Purification of human pancreatic kallikrein and organ-specificites of human glandular kallikreins

Abstract

Human pancreatic kallikrein (H. Panc. K.) was purified from human pancrea by serial liquid chromatographies. The final preparation had a specific activity of 9.2AU/A₂₈₀ (AU: amidase unit for H-Pro-Phe-Arg-MCA) and its N-terminal sequence coincided with the reported sequence determined from cloned cDNA analysis.

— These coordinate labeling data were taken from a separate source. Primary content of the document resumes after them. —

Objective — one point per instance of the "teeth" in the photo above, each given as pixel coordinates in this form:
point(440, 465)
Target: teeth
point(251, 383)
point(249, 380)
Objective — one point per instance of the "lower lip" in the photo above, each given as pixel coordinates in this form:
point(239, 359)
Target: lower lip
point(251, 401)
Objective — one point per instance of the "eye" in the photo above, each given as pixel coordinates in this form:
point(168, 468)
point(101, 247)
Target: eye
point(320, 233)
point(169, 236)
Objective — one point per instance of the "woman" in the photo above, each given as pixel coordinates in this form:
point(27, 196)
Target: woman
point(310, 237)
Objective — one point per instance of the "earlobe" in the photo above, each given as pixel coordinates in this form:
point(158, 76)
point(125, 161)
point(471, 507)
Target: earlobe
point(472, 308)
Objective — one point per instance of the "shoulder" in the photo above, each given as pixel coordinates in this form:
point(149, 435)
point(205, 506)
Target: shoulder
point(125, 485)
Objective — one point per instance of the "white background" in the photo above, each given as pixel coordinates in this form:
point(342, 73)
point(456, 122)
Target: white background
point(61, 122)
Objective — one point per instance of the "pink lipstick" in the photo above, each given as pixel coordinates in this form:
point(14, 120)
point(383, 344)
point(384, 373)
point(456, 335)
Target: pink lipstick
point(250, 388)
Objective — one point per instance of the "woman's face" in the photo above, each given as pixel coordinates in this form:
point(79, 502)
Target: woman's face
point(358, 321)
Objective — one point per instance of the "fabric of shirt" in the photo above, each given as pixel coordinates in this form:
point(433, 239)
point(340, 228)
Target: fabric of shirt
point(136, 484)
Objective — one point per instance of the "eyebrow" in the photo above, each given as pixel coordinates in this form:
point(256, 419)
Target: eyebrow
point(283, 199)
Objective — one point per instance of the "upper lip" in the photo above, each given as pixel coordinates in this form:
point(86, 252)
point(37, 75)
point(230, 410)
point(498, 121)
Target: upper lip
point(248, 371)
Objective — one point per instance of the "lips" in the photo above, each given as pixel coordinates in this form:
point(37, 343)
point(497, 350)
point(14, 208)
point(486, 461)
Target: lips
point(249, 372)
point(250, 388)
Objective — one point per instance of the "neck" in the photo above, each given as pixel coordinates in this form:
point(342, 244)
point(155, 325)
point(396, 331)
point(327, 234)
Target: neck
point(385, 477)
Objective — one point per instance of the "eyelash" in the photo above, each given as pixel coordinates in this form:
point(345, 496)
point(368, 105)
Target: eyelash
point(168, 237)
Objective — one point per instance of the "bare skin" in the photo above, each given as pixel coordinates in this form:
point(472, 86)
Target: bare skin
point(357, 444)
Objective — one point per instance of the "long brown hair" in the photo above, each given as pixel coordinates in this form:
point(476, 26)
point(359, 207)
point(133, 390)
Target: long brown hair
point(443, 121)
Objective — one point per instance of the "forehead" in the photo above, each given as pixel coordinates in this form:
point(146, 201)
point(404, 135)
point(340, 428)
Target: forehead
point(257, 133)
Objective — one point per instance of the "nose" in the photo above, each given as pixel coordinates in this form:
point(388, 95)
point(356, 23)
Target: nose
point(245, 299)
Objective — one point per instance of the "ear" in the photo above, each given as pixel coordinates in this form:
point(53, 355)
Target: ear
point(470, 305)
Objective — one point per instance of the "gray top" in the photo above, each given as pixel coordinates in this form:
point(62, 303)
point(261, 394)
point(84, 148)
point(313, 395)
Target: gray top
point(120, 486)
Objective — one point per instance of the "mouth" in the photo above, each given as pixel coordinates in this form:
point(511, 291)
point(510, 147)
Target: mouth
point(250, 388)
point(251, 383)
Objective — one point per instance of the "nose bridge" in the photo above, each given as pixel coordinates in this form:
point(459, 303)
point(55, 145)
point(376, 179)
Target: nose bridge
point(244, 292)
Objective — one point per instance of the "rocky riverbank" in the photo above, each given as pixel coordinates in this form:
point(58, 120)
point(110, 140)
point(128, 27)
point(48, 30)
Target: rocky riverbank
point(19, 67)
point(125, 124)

In HPLC (gel filtration), one symmetrical peak corresponding to a molecular weight of 48, 000 was obtained. In SDS-PAGE without 2-mercaptoethanol, one band corresponding to a molecular weight of 52, 000 was obtained. Protease inhibitor specificites of H. Panc. K. were the same as those of human urinary kallikrein (HUK) and hog pancreatic kallikrein (hog Panc. K.), while anti-HUK rabbit antibody inhibited the activities of H. Panc. K. and HUK, but not that of hog Panc. K.. From the analyis of affinity for concanavalin A and erythroaggulutinating phytohemagglutinin, the carbohydrate parts of H. Panc. K. are relatively rich in bi-(or multi-) antennary complex type sugar chains with bisecting G1cNAc compared with those of human salivary kallikrein and HUK. These findings will be a help to clarify the physiological and pathophysiological roles of H. Panc. K. in the pancreas and pancreatic diseases, especially in acute pancreatitis.